We drove in a van, not really meant for humans transport, full of product, constructed of small, sharp pipes. I am awfully unhappy regarding pipes in traffic. There are too many movies where sharp pipes become projectiles and people get plenty impaled. But, the drive was fine, we were only and hour and a half late. We found the studio, which was fine, too. I was worried. My last experience with a studio was a fucking sham. I had no idea what to expect, nor did I worry too much, as it was not on my coin. Thing is, studios can be shitty. They can charge you for the room, but refuse to warn you that it doesn't include the lights, or they include the lights, but you have to hire the guy to help you handle them... I've been in a studio where we paid decent money for two hours and then cables were nowhere to be found, so we didn't complete the shoot in time and had to add another hour to the bill and nobody wanted to do that. But here, the guy was okay. His gear was mighty and he kept asking if he can add stuff, move stuff, construct stuff and I was like, nah, fuck it, I'll just photoshop the shit out of it. Most of the products were basic industrial pics, but one was bitchy, a large, door-like construct, covered in thick dark glass... Which in other words can be called a mirror. It reflected EVERYTHING. I had to climb up a gallery and shoot it with a telelens to avoid room detail. Indeed I danced, crawled, laid down, knelt, climbed ladders and tiptoed plenty :D Can't recall the last time I had so much fun during such a serious shoot. I worried we'll get charged way above the pre-agreed price, but we didn't at all. And one of the boys who helped with the product construction was mesmerized by the magic of a photo-studio, the mighty lights, umbrellas, pulleys, levers, backgrounds, any number of tiny gadgets. I explained to him that if he thinks this is fun, he should come in on a pin-up session :)) I know now a good studio is a ridiculous investment, but also that I've done fine without it and when I'll get enough reasons, I'll just hire the place for a day and get it out of my system.
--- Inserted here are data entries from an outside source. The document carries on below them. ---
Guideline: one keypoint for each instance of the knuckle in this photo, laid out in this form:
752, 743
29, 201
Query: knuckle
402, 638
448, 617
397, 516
Once it was done, I dragged my tired, sorry ass, bag on my back like a turtle shell, across the city, chatting on the phone with dad and mum, to whom I reported, (the people I always call when I am in between moods, as I can never predict what mood they'll put me in once the talk is finished...) in search of a place where I could sit down for a coffee and write all about it :) The General bought me bagels and chocolate and an energy drink, but forbade me to spend any lunch money on cake and coffee... So we won't tell him I really deserved that cake and coffee. I have about an hour left before the lecture starts. I'm too tired to switch the memory cards in the camera and go out and shoot bits of the city. My head hurts a bit, even though I made sure I hydrated plenty. I'm watching a band of tourists in almost identical travel cases try to fit into a pub called BBQ Kings. An Annie Liebowitz-look alike lady came to the street half of the cafe and unrolled first her small dog's carpet and then her cushy blanket. Smokers, am I right? And someone close by is talking in vehement Italian. The day has been quite lovely, actually. Half done, half to go :)
Monday, 7 December 2015
Another half melancholy half lovey line from the text I'm working on: "Sometimes I miss my husband so badly, I cannot solve a single problem without him."